Knack supports local drop in/out co-op gameplay with the second player taking control of a chrome-colored, more-or-less invincible, helper Knack. This second Knack has the same jump/attack/dodge moves of the original Knack, though with the ability to heal the real Knack instead of a super move. Knack 2.0 can't do much with relics however and his size/power doesn't vary much, but he’s useful to have around in almost all circumstances. Having a second player use the PlayStation Vita as a Remote Play device and second player controller simultaneously is a pretty excellent perk if you have both a PS4 and a PS Vita. This functionality is built right into the PS4 and works surprisingly well in a number of games.
Speaking of pacing, the intro tutorial and the first few levels in Knack (there are 13 in all, each with 4 sections) are a drawn-out borefest.
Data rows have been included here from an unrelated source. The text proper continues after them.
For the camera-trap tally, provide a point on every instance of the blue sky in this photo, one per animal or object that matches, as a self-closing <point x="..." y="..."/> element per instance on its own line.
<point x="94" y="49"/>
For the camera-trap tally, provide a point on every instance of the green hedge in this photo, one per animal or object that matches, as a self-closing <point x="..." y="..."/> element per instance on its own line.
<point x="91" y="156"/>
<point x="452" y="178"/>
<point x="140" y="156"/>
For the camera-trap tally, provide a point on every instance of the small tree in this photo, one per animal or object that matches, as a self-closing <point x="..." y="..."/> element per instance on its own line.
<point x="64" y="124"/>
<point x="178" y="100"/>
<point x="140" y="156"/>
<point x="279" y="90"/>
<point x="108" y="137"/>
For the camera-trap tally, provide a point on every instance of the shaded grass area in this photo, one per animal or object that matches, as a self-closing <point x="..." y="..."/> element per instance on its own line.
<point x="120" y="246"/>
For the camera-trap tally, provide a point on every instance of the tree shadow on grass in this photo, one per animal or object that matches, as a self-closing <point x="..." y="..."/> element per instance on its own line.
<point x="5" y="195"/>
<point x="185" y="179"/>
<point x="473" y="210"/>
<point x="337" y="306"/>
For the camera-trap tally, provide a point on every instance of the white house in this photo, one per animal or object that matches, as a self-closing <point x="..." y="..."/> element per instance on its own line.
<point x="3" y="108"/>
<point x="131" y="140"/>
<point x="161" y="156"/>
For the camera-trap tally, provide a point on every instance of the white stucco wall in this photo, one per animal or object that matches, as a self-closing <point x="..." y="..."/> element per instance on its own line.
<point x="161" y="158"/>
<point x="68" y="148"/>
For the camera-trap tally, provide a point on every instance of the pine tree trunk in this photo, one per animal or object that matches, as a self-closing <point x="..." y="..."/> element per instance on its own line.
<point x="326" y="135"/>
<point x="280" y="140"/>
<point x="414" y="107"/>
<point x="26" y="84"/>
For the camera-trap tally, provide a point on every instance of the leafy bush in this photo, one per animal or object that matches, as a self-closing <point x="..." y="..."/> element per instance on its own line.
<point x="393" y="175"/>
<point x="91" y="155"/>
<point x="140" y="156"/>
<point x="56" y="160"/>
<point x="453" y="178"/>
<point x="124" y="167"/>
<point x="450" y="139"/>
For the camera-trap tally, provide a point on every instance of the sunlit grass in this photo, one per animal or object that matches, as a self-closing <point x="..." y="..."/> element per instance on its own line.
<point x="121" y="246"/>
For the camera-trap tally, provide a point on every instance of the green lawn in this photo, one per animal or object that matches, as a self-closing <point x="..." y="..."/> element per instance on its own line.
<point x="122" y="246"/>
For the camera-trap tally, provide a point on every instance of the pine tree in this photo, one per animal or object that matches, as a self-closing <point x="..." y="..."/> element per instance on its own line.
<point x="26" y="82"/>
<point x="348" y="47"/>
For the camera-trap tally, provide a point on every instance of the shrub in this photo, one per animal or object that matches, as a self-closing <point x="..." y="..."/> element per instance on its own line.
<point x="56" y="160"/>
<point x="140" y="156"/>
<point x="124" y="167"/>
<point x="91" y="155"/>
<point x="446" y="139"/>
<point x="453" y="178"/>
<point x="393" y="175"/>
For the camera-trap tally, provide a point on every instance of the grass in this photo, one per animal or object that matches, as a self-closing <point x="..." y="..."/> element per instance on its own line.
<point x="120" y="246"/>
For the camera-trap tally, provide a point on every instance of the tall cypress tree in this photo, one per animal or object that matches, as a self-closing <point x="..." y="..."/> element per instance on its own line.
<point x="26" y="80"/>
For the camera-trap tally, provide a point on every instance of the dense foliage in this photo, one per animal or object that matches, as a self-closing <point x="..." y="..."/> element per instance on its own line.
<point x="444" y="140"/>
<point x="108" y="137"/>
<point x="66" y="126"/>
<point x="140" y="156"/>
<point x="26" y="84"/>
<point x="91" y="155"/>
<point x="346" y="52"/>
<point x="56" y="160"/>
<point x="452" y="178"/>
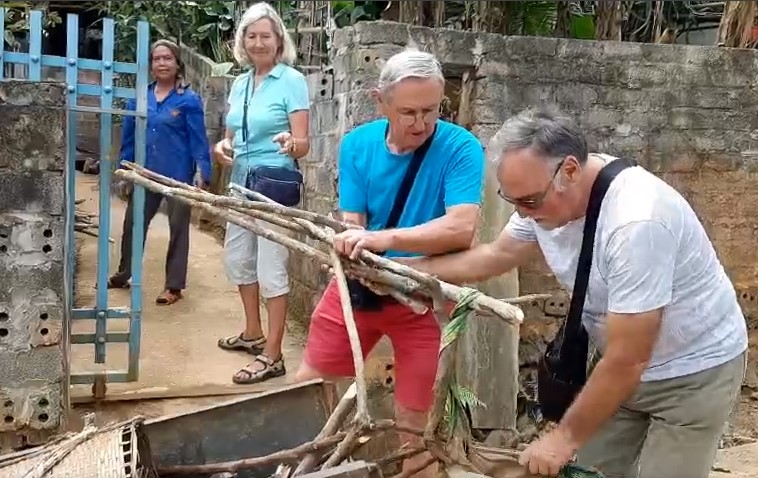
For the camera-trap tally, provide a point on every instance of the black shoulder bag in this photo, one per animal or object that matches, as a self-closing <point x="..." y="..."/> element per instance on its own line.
<point x="361" y="296"/>
<point x="563" y="369"/>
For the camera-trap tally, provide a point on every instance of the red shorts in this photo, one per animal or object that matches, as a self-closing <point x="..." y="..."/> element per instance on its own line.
<point x="415" y="342"/>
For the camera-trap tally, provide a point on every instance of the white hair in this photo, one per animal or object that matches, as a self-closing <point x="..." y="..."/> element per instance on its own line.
<point x="410" y="63"/>
<point x="549" y="134"/>
<point x="287" y="52"/>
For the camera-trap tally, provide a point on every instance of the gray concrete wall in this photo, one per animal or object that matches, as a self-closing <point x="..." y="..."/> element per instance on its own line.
<point x="685" y="112"/>
<point x="33" y="302"/>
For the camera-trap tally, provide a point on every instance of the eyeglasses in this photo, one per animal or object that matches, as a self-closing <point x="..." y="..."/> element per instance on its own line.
<point x="409" y="119"/>
<point x="536" y="200"/>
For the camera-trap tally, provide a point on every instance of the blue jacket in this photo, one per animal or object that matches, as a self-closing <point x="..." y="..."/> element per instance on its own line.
<point x="176" y="140"/>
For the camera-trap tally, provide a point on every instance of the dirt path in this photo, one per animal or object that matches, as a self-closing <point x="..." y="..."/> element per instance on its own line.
<point x="179" y="356"/>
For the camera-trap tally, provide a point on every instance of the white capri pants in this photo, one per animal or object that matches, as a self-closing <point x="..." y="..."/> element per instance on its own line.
<point x="249" y="259"/>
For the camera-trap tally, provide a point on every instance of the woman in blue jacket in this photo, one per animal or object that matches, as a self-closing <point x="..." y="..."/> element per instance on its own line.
<point x="177" y="147"/>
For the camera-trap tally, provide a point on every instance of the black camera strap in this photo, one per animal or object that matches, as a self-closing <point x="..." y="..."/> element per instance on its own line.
<point x="408" y="180"/>
<point x="575" y="343"/>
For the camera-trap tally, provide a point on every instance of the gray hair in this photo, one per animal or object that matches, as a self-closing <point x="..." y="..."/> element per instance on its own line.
<point x="410" y="63"/>
<point x="287" y="53"/>
<point x="548" y="134"/>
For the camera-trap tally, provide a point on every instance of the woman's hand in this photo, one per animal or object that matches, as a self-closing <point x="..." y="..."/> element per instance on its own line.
<point x="286" y="142"/>
<point x="222" y="152"/>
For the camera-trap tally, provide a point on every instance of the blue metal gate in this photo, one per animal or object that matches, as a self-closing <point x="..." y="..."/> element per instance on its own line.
<point x="33" y="61"/>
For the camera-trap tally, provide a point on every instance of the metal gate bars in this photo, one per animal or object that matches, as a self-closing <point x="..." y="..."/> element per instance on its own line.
<point x="34" y="62"/>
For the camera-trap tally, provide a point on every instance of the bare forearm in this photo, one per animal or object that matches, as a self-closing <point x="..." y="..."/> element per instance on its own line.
<point x="478" y="263"/>
<point x="439" y="236"/>
<point x="607" y="388"/>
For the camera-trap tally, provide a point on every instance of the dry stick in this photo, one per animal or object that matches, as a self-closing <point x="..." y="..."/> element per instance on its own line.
<point x="283" y="456"/>
<point x="361" y="417"/>
<point x="225" y="200"/>
<point x="287" y="456"/>
<point x="399" y="456"/>
<point x="341" y="411"/>
<point x="344" y="448"/>
<point x="412" y="471"/>
<point x="232" y="217"/>
<point x="501" y="309"/>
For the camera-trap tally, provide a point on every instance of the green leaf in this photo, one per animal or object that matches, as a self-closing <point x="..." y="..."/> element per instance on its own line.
<point x="206" y="27"/>
<point x="221" y="69"/>
<point x="582" y="27"/>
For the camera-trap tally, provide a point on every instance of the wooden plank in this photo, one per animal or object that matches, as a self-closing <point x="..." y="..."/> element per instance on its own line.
<point x="193" y="391"/>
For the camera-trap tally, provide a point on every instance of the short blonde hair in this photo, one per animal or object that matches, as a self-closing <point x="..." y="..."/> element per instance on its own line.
<point x="287" y="52"/>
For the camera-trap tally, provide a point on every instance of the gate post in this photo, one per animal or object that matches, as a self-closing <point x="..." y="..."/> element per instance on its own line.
<point x="33" y="304"/>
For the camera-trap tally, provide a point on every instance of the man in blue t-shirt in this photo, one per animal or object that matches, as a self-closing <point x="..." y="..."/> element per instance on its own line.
<point x="440" y="216"/>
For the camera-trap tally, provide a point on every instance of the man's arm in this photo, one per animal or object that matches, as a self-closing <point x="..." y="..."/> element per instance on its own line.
<point x="463" y="181"/>
<point x="640" y="261"/>
<point x="454" y="231"/>
<point x="480" y="262"/>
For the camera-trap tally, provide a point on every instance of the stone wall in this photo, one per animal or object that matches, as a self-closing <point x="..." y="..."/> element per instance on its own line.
<point x="33" y="299"/>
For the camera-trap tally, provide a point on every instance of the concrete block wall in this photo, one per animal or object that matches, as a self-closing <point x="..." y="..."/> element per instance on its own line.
<point x="686" y="113"/>
<point x="33" y="303"/>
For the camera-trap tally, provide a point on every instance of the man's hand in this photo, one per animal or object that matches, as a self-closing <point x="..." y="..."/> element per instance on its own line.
<point x="548" y="455"/>
<point x="353" y="241"/>
<point x="222" y="152"/>
<point x="201" y="184"/>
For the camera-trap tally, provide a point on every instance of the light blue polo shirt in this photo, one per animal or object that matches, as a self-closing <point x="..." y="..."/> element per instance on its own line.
<point x="283" y="91"/>
<point x="451" y="174"/>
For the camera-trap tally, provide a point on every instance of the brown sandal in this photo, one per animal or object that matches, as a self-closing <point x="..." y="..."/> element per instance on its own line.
<point x="168" y="297"/>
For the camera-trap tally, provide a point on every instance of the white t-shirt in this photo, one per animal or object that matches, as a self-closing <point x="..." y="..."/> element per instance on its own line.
<point x="650" y="251"/>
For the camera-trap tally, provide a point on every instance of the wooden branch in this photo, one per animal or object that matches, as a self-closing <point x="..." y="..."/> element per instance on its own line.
<point x="505" y="311"/>
<point x="412" y="471"/>
<point x="361" y="417"/>
<point x="283" y="456"/>
<point x="332" y="426"/>
<point x="442" y="381"/>
<point x="267" y="205"/>
<point x="344" y="449"/>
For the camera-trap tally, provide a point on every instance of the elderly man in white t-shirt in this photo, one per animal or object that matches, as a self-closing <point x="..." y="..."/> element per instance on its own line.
<point x="659" y="307"/>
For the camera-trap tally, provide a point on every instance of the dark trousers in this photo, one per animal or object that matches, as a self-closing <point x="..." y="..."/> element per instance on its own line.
<point x="178" y="245"/>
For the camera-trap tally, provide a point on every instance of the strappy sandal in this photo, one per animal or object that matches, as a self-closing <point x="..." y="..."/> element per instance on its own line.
<point x="168" y="297"/>
<point x="236" y="342"/>
<point x="271" y="369"/>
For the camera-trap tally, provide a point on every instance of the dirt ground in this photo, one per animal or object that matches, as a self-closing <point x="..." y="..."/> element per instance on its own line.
<point x="181" y="368"/>
<point x="179" y="356"/>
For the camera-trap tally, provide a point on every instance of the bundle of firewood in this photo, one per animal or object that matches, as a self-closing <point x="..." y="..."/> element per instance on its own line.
<point x="447" y="436"/>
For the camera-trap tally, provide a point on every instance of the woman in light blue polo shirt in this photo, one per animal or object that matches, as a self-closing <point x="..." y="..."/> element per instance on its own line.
<point x="267" y="131"/>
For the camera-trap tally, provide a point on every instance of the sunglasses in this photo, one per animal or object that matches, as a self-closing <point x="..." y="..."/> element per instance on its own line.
<point x="532" y="201"/>
<point x="409" y="119"/>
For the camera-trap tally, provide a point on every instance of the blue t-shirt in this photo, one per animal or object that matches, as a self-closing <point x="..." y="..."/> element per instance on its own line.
<point x="451" y="174"/>
<point x="176" y="142"/>
<point x="283" y="91"/>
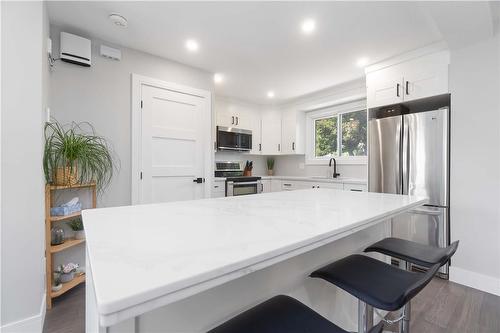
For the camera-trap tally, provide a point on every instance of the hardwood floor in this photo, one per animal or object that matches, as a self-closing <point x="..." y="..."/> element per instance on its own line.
<point x="442" y="307"/>
<point x="68" y="313"/>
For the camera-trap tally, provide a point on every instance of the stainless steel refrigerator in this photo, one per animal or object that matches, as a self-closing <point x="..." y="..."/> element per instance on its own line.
<point x="409" y="154"/>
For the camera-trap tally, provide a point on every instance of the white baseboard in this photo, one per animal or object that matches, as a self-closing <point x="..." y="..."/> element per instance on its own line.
<point x="32" y="324"/>
<point x="475" y="280"/>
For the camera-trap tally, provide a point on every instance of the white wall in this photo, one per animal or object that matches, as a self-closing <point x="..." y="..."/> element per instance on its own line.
<point x="22" y="238"/>
<point x="101" y="95"/>
<point x="475" y="164"/>
<point x="295" y="165"/>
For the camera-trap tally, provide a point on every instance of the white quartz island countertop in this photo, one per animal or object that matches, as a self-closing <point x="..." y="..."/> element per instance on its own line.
<point x="143" y="257"/>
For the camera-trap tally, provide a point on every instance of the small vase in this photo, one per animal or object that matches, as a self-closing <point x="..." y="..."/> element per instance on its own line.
<point x="66" y="176"/>
<point x="66" y="277"/>
<point x="57" y="236"/>
<point x="80" y="234"/>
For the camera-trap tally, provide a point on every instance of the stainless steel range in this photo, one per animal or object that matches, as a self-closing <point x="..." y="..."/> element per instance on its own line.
<point x="236" y="183"/>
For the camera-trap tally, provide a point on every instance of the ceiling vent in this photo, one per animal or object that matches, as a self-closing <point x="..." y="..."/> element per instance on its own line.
<point x="75" y="49"/>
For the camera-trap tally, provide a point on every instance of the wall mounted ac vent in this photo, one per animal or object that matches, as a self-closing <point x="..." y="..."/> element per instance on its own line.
<point x="75" y="49"/>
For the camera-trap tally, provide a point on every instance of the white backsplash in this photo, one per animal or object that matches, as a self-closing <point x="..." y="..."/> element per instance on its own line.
<point x="290" y="165"/>
<point x="294" y="165"/>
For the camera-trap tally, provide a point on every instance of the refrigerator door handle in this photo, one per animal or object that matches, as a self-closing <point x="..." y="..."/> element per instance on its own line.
<point x="406" y="157"/>
<point x="424" y="211"/>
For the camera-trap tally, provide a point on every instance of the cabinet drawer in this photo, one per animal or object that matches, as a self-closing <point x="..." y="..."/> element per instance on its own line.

However, once you get over that hump, the action and the story pick up rather nicely. The plot takes a couple of twists and turns, and the levels, environments and enemies get more interesting. Naturally there are also a couple of unique pattern-based boss fights wedged in there as well. Some of the later levels do stretch out far longer than expected and there are a handful of semi-annoying checkpoint positions, but nothing that approaches frustrating. Knack actually takes a few sittings to get through, even on Normal difficulty, and it's nowhere near a pushover even with a co-op partner. Besides the combat and the simplistic platforming elements, there are hidden gadgets to assemble and crystals to track down that can grant Knack optional new abilities. Locating most of these gadget elements and special shards, to unlock a combo booster gadget or a near invincible Diamond Knack for example, requires more than one playthrough. After completing the game it's possible to select chapters to help track down missing items or take on challenges and an arena mode to perfect your Knack skills.
Visually, Knack checks a couple of next-generation boxes, but just barely. The game is rendered at a native 1080p resolution and is super crisp and vibrant with a nice selection of high quality textures and a few massive environments. The somewhat simplistic art style and inconsistent framerate nearly negates the "next-gen-ness" so to speak. There are a small handful of "wow" moments here and there at least, but nothing that seriously shows off the power of the hardware. If you want a PS4 game like that, make sure to check out Killzone: Shadow Fall or Resogun.
Overall, Knack provides early PS4 owners with a solid if unspectacular adventure and a decent dose of family friendly co-op gameplay. It's neither a system seller nor a must have launch title, but thanks to the challenging and enjoyable combat-oriented gameplay, it's also not the abomination that some reviewers have made it out to be. Give it a try.